Officials: School's reputation was at stake
BOULDER, Colo. (AP) -- University of Colorado officials said Wednesday the $814,000 they spent dealing with a football recruiting scandal was justified because the school's reputation was at stake.
Among the costs were $247,000 for help with communications, including handling media inquiries, and $170,770 for an internal investigation.
"When you have a challenge such as this, it is important that you move forward to investigate it," said University President Elizabeth Hoffman. "I'm not happy about spending $800,000, but the reputation of the university had to be maintained."
Pete Steinhauer, chairman of the Board of Regents, agreed. "This was not a good thing that happened here," he said in reference to claims by two women that they were sexually assaulted at a party for football players and recruits in 2001. A third woman said she was raped after the party.
An independent commission was appointed to investigate the scandal after Boulder District Attorney Mary Keenan accused the athletic department of using alcohol and sex to lure football recruits.
The commission's work was separate from an internal university investigation.
Asked if the investigations and subsequent changes would prevent future abuses, Steinhauer said, "I hope so. We have made a lot of reforms. It doesn't make everybody happy. We've taken some criticism from the athletic department for reducing recruits visits on campus. Hopefully it will pay off," he said.
The cost of the investigation by the independent commission, appointed by the regents, was $256,498. Other costs included $100,065 for a temporary athletics liaison and $13,440 for Hoffman to travel to Washington to testify at a congressional hearing.
Steinhauer said the costs would have been even higher except that university staff did considerable work for the commission.
Newly elected student body President Joseph Neguse said the cost seemed high for the time spent investigating.
"Only time will tell if it is worth it. It will depend on the kind of positive changes we see coming out of the athletic department," Neguse said.
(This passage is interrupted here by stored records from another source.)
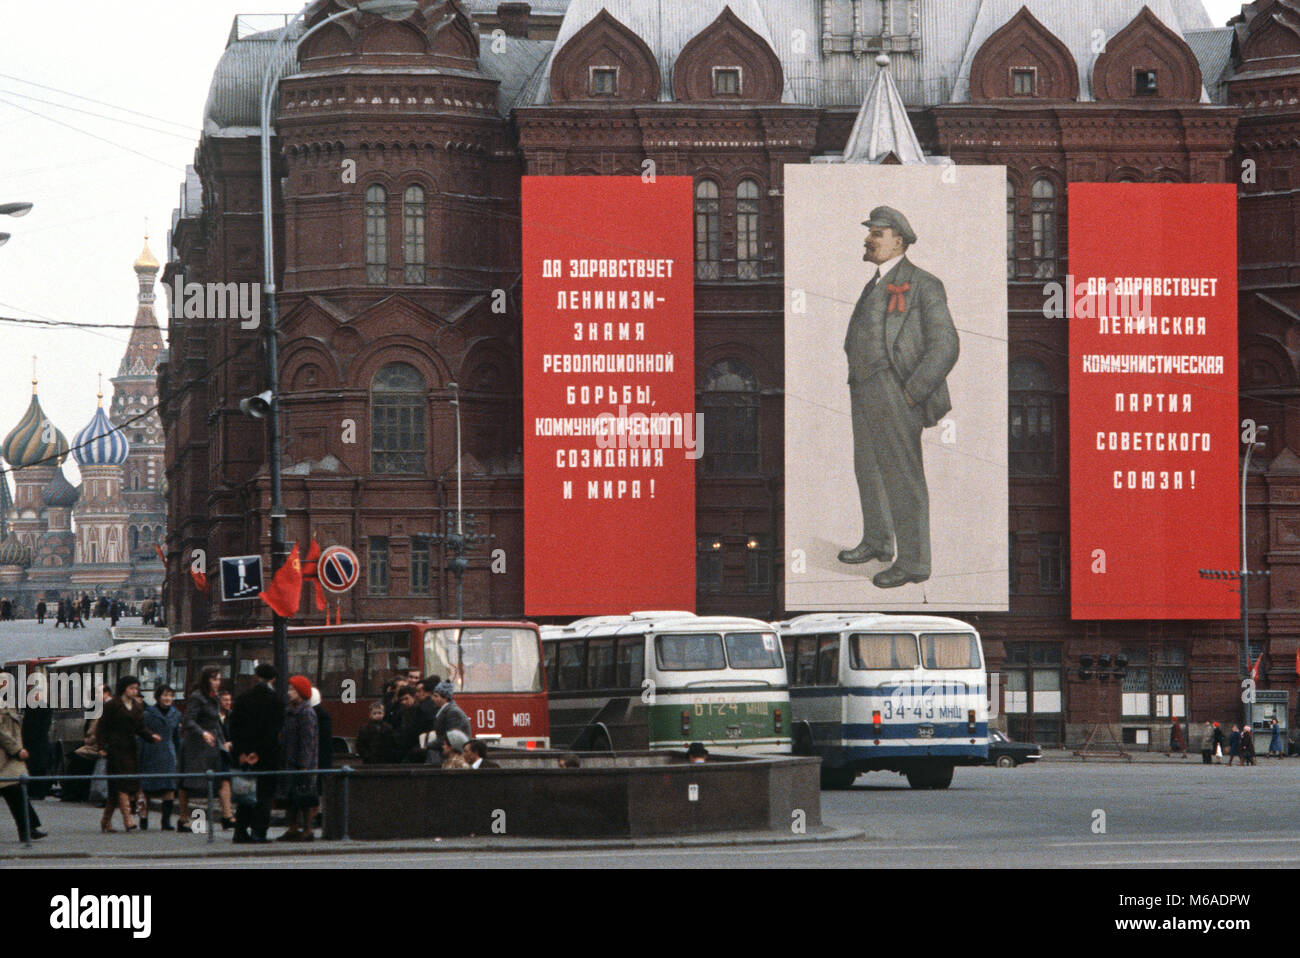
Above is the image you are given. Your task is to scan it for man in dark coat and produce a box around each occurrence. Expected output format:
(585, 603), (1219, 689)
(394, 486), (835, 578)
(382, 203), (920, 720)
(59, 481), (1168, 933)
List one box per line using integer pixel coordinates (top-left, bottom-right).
(402, 677), (442, 763)
(838, 206), (959, 589)
(430, 681), (472, 764)
(357, 702), (399, 764)
(229, 664), (284, 843)
(20, 695), (53, 800)
(35, 600), (45, 624)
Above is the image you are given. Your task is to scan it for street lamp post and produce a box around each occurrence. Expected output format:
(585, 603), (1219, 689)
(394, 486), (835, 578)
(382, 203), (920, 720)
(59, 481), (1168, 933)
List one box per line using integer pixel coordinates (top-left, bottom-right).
(257, 0), (419, 685)
(447, 382), (467, 619)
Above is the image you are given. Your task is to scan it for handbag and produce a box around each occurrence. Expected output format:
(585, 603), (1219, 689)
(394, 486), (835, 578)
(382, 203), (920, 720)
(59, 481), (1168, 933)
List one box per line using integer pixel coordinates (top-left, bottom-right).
(231, 774), (258, 807)
(88, 757), (108, 804)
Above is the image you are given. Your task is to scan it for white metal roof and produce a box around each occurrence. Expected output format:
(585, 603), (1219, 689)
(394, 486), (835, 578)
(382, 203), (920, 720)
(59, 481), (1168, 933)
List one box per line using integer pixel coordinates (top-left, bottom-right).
(542, 611), (775, 638)
(775, 612), (979, 635)
(51, 641), (170, 670)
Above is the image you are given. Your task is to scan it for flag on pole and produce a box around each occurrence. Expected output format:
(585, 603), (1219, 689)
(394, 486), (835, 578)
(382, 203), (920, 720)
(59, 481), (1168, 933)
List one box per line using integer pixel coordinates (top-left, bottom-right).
(301, 539), (326, 612)
(259, 543), (302, 618)
(190, 568), (209, 594)
(153, 544), (166, 564)
(1250, 653), (1263, 682)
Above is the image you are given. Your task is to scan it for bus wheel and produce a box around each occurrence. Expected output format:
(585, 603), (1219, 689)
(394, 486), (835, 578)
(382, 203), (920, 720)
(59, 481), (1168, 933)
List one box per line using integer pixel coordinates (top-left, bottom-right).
(928, 765), (954, 789)
(820, 767), (856, 790)
(792, 724), (815, 757)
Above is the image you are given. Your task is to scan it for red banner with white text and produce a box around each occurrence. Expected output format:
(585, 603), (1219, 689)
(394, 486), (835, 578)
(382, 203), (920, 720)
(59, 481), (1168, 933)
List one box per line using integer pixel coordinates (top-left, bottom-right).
(1069, 183), (1238, 619)
(522, 176), (696, 615)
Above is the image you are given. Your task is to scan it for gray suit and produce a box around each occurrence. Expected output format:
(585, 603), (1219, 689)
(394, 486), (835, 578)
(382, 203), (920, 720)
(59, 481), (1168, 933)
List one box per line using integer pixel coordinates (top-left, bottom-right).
(844, 256), (959, 577)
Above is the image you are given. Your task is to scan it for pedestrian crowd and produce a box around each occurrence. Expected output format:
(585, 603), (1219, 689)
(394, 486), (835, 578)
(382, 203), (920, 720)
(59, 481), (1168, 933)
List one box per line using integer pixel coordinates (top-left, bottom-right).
(0, 593), (161, 627)
(1, 666), (501, 844)
(1199, 718), (1287, 764)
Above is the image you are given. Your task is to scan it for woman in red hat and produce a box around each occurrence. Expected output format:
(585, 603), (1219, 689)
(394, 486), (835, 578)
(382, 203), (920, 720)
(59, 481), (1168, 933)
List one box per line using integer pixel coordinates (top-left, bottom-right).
(277, 675), (319, 842)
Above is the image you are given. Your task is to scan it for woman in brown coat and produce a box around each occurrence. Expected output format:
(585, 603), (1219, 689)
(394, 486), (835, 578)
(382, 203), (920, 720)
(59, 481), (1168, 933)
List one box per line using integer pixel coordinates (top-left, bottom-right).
(0, 674), (45, 841)
(98, 676), (160, 832)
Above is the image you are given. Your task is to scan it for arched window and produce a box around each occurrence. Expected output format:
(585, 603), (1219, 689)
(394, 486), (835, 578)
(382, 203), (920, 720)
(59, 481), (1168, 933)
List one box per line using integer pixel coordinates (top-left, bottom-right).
(695, 180), (721, 280)
(403, 185), (426, 285)
(1030, 178), (1057, 279)
(1010, 358), (1057, 477)
(365, 185), (388, 285)
(702, 359), (759, 475)
(371, 362), (427, 474)
(736, 179), (761, 280)
(1007, 179), (1018, 280)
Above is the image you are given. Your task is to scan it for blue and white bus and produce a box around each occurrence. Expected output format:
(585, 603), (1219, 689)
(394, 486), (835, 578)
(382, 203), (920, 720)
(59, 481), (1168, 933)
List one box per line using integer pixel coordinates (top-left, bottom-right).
(776, 613), (988, 789)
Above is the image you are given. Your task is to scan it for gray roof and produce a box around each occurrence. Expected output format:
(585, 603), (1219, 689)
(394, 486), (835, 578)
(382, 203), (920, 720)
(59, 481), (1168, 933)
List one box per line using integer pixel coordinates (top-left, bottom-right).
(203, 24), (303, 135)
(478, 36), (555, 112)
(1186, 27), (1235, 103)
(951, 0), (1210, 103)
(841, 57), (926, 163)
(461, 0), (572, 13)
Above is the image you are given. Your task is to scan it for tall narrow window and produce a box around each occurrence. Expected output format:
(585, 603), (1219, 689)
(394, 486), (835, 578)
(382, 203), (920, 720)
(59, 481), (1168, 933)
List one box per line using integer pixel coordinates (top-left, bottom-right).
(1030, 178), (1057, 279)
(736, 179), (761, 281)
(368, 536), (389, 596)
(745, 534), (772, 594)
(697, 536), (723, 594)
(702, 359), (760, 475)
(1007, 179), (1017, 279)
(365, 185), (388, 285)
(371, 362), (426, 474)
(695, 180), (721, 280)
(410, 536), (431, 595)
(1038, 533), (1064, 593)
(403, 185), (426, 285)
(1009, 358), (1057, 477)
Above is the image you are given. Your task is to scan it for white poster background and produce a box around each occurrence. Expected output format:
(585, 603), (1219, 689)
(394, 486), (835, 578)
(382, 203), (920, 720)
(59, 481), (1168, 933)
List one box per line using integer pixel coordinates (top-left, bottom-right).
(784, 164), (1008, 611)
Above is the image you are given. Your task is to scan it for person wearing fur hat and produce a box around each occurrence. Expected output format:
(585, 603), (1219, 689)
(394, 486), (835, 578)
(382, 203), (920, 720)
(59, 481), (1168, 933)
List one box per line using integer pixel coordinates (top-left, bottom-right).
(278, 675), (319, 842)
(430, 680), (472, 765)
(440, 728), (470, 769)
(98, 676), (162, 832)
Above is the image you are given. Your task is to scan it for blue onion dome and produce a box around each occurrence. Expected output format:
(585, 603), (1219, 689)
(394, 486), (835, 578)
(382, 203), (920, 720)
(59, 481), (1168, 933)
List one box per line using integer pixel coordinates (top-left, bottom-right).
(0, 533), (31, 568)
(2, 391), (69, 469)
(72, 403), (130, 467)
(41, 467), (80, 508)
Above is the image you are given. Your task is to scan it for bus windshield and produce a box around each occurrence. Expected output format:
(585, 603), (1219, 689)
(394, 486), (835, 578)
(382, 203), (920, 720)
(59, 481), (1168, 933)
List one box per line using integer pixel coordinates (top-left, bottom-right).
(920, 633), (981, 669)
(724, 632), (784, 670)
(424, 627), (542, 692)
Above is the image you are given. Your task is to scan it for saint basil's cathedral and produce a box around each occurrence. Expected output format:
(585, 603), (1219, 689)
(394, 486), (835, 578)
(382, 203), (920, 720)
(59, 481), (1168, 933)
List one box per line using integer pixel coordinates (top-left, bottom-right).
(0, 240), (167, 612)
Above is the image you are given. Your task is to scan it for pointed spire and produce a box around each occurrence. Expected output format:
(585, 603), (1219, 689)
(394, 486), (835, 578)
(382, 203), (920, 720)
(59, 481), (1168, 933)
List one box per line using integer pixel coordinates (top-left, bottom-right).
(31, 355), (37, 395)
(840, 54), (926, 165)
(97, 372), (103, 406)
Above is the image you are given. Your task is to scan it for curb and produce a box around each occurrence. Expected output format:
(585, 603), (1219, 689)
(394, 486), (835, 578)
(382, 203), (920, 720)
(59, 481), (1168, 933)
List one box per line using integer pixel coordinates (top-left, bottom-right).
(0, 826), (869, 860)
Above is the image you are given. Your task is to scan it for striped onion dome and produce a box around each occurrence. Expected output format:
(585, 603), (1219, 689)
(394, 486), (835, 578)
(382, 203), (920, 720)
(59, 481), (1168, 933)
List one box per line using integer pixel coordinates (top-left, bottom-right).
(41, 467), (80, 508)
(1, 392), (69, 469)
(72, 404), (129, 467)
(0, 533), (31, 568)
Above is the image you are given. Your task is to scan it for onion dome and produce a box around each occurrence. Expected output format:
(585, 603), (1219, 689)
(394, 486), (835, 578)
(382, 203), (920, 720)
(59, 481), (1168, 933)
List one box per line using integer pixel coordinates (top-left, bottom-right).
(133, 237), (159, 274)
(72, 396), (129, 467)
(0, 533), (31, 568)
(2, 383), (69, 469)
(41, 467), (80, 508)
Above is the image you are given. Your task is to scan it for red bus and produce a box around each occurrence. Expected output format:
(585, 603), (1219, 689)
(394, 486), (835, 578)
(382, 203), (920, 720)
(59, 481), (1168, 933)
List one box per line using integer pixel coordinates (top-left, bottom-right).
(168, 621), (549, 749)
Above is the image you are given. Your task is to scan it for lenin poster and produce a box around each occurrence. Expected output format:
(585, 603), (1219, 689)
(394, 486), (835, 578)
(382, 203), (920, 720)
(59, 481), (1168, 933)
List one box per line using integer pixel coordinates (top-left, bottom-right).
(1068, 183), (1238, 620)
(521, 177), (696, 615)
(784, 164), (1009, 612)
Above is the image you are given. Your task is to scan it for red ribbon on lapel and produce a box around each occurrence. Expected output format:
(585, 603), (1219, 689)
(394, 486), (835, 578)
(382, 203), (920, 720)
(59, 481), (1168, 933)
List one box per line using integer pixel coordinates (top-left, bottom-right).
(887, 283), (911, 313)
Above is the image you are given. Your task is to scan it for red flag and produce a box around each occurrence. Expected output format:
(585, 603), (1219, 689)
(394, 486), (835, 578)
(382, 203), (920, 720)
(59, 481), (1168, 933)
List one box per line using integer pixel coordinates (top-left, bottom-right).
(153, 543), (166, 563)
(301, 539), (326, 612)
(1295, 648), (1299, 677)
(1250, 653), (1263, 682)
(190, 568), (209, 595)
(259, 543), (302, 618)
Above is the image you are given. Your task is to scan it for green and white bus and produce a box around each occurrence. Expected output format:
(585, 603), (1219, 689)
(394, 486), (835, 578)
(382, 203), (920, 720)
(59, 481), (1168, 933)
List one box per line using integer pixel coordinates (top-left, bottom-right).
(542, 611), (792, 753)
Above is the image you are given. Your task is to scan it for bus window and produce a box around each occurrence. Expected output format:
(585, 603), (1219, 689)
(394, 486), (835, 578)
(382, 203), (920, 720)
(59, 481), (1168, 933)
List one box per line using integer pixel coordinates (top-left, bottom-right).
(288, 635), (320, 681)
(655, 633), (725, 671)
(234, 642), (273, 694)
(796, 637), (817, 686)
(921, 633), (981, 669)
(544, 642), (558, 691)
(191, 642), (233, 689)
(170, 654), (188, 700)
(587, 639), (615, 689)
(458, 628), (542, 693)
(364, 631), (411, 696)
(616, 638), (644, 688)
(724, 632), (783, 670)
(782, 636), (797, 686)
(850, 633), (920, 670)
(816, 636), (839, 685)
(321, 634), (366, 698)
(557, 641), (584, 691)
(137, 659), (165, 696)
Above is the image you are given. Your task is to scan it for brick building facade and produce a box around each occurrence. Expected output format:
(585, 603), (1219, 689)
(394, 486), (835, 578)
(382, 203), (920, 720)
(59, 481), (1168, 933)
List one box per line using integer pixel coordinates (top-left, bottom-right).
(162, 0), (1300, 746)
Steinhauer predicted the university will have one of the cleanest athletic departments in the nation because it is being so closely watched. He said the reforms were unlikely to hurt the football program.
All the regents, including two who have been critical of the handling of the scandal, voted to bill the $814,000 to the athletic department.
The department will be allowed to borrow the money from a university emergency fund and pay it back within five years.
Student fees will not be used to cover the costs, Chancellor Richard Byyny assured regents.
Steve Golding, vice president for finance, said the athletic department budget has been in good shape but is already contending with a 3.5 percent cut. "They will be solvent but will have to walk a tight line," he said.
Golding said regents had already set aside $400,000 in March toward the costs of the investigation and related expenses.
He said the $814,000 figure is final except for legal costs of defending lawsuits filed by the three alleged assault victims. Those figures are not available yet because the cases are still ongoing, and will come out of a special university fund called a risk pool.